From: David Jander <david.jander@protonic.nl>
To: Josh Boyer <jwboyer@linux.vnet.ibm.com>
Cc: munroesj@us.ibm.com, John Rigby <jrigby@freescale.com>,
	Gunnar Von Boehn <gunnar@genesi-usa.com>,
	linuxppc-dev@ozlabs.org, Paul Mackerras <paulus@samba.org>,
	prodyut hazarika <prodyuth@gmail.com>
Subject: Re: Efficient memcpy()/memmove() for G2/G3 cores...
Date: Thu, 4 Sep 2008 14:59:27 +0200	[thread overview]
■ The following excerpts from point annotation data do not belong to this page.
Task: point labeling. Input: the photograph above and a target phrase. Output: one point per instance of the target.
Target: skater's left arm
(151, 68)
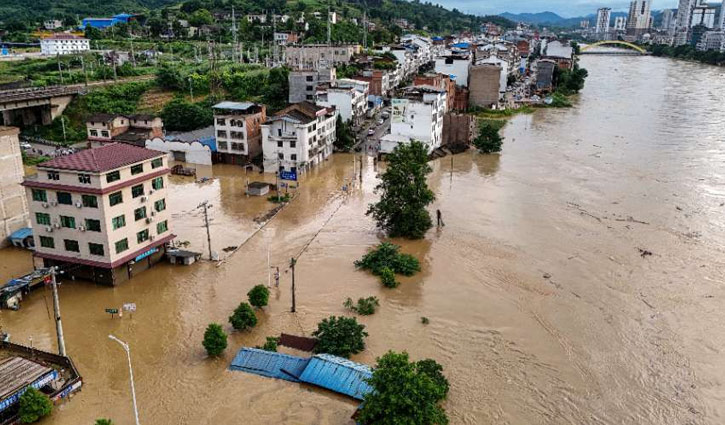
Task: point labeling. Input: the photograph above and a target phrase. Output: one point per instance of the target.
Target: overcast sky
(565, 8)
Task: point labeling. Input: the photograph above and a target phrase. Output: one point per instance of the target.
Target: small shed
(180, 256)
(23, 238)
(338, 374)
(258, 188)
(269, 364)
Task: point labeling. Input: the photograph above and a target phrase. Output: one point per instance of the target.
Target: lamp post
(130, 370)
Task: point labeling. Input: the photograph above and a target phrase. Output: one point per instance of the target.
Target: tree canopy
(401, 210)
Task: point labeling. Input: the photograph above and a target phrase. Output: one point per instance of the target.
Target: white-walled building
(456, 66)
(417, 115)
(64, 44)
(349, 97)
(298, 137)
(103, 210)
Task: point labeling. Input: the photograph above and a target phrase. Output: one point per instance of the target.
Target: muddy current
(545, 306)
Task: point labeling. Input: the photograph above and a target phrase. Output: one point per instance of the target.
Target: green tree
(33, 406)
(258, 296)
(340, 336)
(488, 139)
(401, 210)
(404, 393)
(243, 317)
(215, 340)
(345, 139)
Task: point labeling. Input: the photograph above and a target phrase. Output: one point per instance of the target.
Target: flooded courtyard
(542, 307)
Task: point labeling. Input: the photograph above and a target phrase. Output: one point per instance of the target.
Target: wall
(13, 204)
(196, 153)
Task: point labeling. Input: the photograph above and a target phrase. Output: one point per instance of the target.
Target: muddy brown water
(610, 337)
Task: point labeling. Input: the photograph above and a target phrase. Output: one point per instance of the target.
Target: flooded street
(609, 336)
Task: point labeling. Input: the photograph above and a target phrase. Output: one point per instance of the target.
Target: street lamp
(130, 370)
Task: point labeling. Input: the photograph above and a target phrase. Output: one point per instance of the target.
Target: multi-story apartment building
(603, 18)
(13, 205)
(238, 130)
(103, 210)
(349, 97)
(315, 56)
(63, 44)
(417, 115)
(298, 137)
(639, 18)
(303, 83)
(133, 129)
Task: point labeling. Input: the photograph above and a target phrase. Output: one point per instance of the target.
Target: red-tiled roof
(101, 159)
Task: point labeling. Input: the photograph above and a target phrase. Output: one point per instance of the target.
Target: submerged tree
(401, 211)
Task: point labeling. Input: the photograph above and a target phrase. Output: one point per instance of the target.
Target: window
(121, 245)
(157, 183)
(93, 225)
(160, 205)
(69, 222)
(139, 213)
(115, 198)
(137, 191)
(64, 198)
(89, 201)
(136, 169)
(39, 195)
(142, 236)
(71, 245)
(47, 242)
(118, 222)
(95, 248)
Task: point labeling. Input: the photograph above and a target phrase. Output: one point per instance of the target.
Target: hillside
(19, 15)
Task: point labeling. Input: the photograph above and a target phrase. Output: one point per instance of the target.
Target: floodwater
(609, 336)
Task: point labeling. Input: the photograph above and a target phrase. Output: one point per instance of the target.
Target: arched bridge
(632, 49)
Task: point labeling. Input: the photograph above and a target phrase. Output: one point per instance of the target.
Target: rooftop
(101, 159)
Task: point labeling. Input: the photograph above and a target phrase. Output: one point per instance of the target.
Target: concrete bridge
(38, 105)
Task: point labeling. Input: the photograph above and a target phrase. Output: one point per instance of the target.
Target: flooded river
(607, 337)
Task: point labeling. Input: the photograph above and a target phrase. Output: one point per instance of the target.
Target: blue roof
(21, 233)
(269, 363)
(338, 374)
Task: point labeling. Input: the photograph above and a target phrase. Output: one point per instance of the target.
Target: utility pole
(56, 311)
(293, 262)
(206, 205)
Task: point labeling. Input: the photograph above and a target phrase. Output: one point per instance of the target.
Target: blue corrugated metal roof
(21, 234)
(338, 374)
(269, 363)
Message-ID: <200809041459.27606.david.jander@protonic.nl> (raw)
In-Reply-To: <20080904121926.GA12867@yoda.jdub.homelinux.org>

On Thursday 04 September 2008 14:19:26 Josh Boyer wrote:
>[...]
> >$ ./memcpyspeed
> >Fully aligned:
> >100000 chunks of 5 bytes   :  3.48 Mbyte/s ( throughput:  6.96 Mbytes/s)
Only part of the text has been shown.